Fernan, C.J., Melencio-Herrera, Feliciano, Bidin, Griño-Aquino, Medialdea, Regalado,
Davide, Jr. and Romero, JJ., concur.
 
 
Separate Opinions
 
PARAS, J., concurring:
I concur principally because any decision of the respondent committee may unduly influence
the Sandiganbayan
GUTIERREZ, JR., J., dissenting:
I regret that I must express a strong dissent the Court's opinion in this case.
The Court is asserting a power which I believe we do not possess. We are encroaching on
the turf of Congress. We are prohibiting the Senate from proceeding with a consitutionally
vested function. We are stopping the Senate Blue Ribbon Committee from exercising a
legislative prerogative — investigations in aid of legislation. We do so becuase we somehow
feel that the purported aim is not the real purpose.
The Court has no power to second guess the motives behind an act of a House of Congress.
Neither can we substitute our judgment for its judgment on a matter specifically given to it by
the Constitution. The scope of the legislative power is broad. it emcompasses practically
every aspect of human or corporate behavior capable of regulation. How can this Court say
that unraveling the tangled and secret skeins behind the acquisition by Benjamin "Kokoy"

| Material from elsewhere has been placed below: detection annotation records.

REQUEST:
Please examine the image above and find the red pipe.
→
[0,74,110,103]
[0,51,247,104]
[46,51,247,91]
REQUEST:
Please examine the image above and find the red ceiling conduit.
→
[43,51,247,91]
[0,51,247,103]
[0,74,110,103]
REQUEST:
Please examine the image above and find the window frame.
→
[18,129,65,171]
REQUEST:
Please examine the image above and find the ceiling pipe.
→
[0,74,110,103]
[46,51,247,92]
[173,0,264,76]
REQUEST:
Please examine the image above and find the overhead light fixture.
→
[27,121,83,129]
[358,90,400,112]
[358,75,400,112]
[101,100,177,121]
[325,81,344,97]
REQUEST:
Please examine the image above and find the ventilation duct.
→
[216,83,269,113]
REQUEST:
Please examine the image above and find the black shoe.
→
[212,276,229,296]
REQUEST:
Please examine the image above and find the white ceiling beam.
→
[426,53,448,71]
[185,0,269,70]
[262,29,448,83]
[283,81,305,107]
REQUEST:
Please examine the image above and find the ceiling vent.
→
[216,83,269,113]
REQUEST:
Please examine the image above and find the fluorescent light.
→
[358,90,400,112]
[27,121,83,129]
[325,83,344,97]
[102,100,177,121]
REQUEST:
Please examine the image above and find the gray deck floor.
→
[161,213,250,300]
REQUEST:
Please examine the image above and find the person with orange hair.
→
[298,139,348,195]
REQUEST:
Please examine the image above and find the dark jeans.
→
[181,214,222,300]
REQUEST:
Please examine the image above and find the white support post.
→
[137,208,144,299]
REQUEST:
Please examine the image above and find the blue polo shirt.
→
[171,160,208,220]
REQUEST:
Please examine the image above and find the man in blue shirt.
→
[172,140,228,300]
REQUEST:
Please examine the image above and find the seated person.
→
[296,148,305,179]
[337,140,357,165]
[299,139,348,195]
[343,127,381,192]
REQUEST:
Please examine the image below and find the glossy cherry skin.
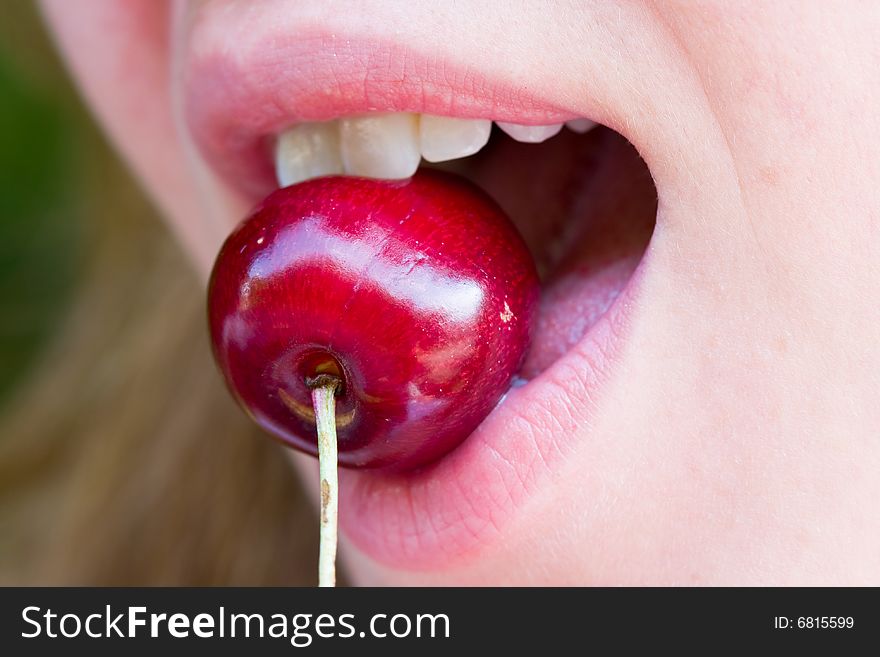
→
[208,171,538,470]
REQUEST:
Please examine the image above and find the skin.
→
[43,0,880,585]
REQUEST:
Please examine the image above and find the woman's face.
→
[43,0,880,584]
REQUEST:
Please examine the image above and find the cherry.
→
[209,171,538,470]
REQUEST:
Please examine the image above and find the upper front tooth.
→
[565,119,596,135]
[419,114,492,162]
[339,113,421,178]
[496,121,562,144]
[275,121,342,187]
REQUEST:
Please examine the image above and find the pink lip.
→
[183,6,645,570]
[184,23,576,199]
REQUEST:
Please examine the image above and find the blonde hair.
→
[0,3,317,585]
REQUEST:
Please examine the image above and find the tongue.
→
[466,128,657,379]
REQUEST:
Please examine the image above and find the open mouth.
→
[184,6,657,569]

Romualdez of 39 corporations under the past regime and their sudden sale to the Lopa
Group at the outset of the new dispensation will not result in useful legislation?

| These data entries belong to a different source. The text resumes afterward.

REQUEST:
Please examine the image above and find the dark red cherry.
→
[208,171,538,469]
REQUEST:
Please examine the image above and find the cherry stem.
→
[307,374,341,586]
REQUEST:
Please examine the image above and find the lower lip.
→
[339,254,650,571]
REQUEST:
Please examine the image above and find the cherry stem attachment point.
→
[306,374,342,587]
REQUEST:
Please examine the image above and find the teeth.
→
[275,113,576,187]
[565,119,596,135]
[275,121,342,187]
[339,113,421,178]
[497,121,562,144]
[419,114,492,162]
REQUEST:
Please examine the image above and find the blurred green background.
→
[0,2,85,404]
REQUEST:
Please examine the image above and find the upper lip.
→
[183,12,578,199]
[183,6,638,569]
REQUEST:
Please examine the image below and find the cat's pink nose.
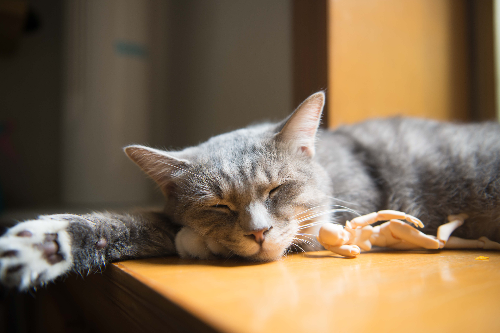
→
[247,227,272,244]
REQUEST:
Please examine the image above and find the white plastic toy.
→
[317,210,500,257]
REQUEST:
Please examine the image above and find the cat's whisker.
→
[328,195,359,206]
[291,205,328,219]
[297,208,360,223]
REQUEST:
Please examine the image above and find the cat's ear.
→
[123,145,190,194]
[277,91,325,157]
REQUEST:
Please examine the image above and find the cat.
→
[0,92,500,290]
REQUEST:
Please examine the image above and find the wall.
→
[0,0,295,208]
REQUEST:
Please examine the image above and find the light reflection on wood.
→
[115,251,500,332]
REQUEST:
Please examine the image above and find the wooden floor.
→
[84,251,500,332]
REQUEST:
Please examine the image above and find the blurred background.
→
[0,0,497,217]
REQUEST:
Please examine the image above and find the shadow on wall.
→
[0,0,293,208]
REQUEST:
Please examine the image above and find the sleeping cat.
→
[0,92,500,289]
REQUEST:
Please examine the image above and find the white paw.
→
[175,227,229,259]
[0,215,73,290]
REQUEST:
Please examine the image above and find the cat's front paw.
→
[175,227,230,259]
[0,216,73,290]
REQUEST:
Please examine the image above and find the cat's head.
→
[125,92,329,260]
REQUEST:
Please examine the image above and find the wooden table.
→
[66,251,500,333]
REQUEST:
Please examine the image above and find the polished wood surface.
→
[110,251,500,332]
[327,0,471,128]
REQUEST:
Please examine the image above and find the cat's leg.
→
[0,213,178,290]
[437,214,500,250]
[175,227,230,259]
[437,214,468,247]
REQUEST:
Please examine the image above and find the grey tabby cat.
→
[0,92,500,289]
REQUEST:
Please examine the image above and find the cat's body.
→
[0,93,500,288]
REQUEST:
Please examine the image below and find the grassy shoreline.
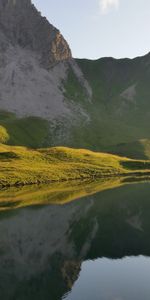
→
[0,144,150,188]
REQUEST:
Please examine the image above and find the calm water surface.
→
[0,183,150,300]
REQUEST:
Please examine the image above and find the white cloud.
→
[99,0,120,14]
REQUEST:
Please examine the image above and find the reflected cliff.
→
[0,183,150,300]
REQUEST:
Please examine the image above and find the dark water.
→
[0,183,150,300]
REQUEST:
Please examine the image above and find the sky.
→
[33,0,150,59]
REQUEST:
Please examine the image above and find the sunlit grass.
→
[0,144,150,187]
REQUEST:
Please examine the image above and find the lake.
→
[0,180,150,300]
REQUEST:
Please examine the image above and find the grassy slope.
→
[66,56,150,158]
[109,139,150,159]
[0,144,150,186]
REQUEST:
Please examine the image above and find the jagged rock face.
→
[0,0,71,68]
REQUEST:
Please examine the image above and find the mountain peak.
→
[0,0,71,68]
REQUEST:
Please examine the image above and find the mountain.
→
[0,0,90,146]
[0,0,150,158]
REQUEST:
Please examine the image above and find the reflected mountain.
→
[0,176,150,211]
[0,183,150,300]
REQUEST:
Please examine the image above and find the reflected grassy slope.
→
[0,176,148,211]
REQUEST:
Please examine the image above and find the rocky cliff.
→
[0,0,71,68]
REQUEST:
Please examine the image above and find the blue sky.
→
[33,0,150,59]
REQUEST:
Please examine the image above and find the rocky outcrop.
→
[0,0,71,68]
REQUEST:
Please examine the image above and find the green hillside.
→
[108,139,150,159]
[0,144,150,187]
[68,54,150,157]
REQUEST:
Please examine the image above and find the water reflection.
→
[0,183,150,300]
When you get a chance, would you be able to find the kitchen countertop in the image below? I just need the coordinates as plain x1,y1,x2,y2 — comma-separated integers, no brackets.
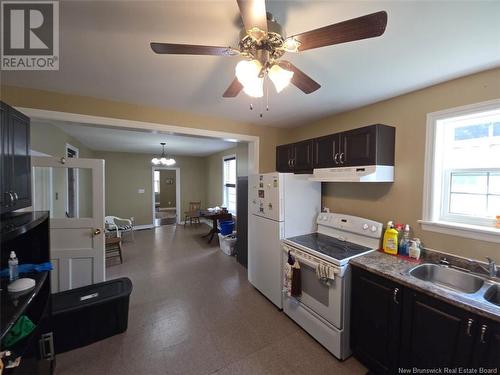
349,251,500,322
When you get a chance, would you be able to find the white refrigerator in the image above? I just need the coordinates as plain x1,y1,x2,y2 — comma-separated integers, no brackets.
248,172,321,309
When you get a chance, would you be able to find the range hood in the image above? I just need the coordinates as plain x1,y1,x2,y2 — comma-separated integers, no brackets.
309,165,394,182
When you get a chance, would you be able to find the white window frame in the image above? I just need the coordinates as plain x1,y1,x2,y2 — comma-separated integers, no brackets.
222,154,238,216
419,99,500,243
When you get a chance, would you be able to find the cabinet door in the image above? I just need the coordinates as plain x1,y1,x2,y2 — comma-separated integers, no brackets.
276,144,294,173
339,125,377,167
351,267,402,374
313,134,340,168
401,289,478,368
9,108,31,210
474,320,500,369
0,102,12,212
292,140,313,173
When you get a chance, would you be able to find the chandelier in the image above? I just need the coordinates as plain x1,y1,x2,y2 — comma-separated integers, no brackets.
151,142,175,167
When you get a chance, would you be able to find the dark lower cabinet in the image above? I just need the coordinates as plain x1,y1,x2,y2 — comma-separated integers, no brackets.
351,268,402,374
351,266,500,374
472,319,500,368
400,288,477,368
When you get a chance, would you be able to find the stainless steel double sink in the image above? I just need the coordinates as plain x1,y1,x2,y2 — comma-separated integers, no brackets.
408,263,500,307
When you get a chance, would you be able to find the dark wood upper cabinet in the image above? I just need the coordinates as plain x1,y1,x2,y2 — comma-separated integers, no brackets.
276,144,294,173
351,268,402,374
276,140,313,173
313,134,340,168
0,102,31,213
292,140,313,173
276,124,396,173
339,124,395,167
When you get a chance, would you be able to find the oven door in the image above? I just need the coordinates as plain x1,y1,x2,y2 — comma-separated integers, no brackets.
284,246,344,329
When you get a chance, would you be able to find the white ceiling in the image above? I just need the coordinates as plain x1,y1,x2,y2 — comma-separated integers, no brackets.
36,120,236,156
2,0,500,126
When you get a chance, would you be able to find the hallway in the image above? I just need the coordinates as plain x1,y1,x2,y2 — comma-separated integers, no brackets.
56,225,366,375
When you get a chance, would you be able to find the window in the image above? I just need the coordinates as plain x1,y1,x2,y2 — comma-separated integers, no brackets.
153,171,160,194
422,100,500,242
222,156,236,215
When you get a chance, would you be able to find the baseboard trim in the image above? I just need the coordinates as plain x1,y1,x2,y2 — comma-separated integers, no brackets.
134,224,155,230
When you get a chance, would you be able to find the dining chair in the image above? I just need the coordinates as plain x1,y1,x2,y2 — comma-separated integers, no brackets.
184,201,201,226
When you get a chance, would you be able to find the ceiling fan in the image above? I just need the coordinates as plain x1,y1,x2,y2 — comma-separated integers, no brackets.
151,0,387,98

The power of either House of Congress to conduct investigations is inherent. It needs no
textual grant. As stated in Arnault v. Nazareno, 87 Phil. 29 (1950)
Our form of government being patterned after the American system — the framers of
our Constitution having drawn largely from American institutions and practices — we
can, in this case, properly draw also from American precedents in interpreting
analogous provisions of our Constitution, as we have done in other cases in the past.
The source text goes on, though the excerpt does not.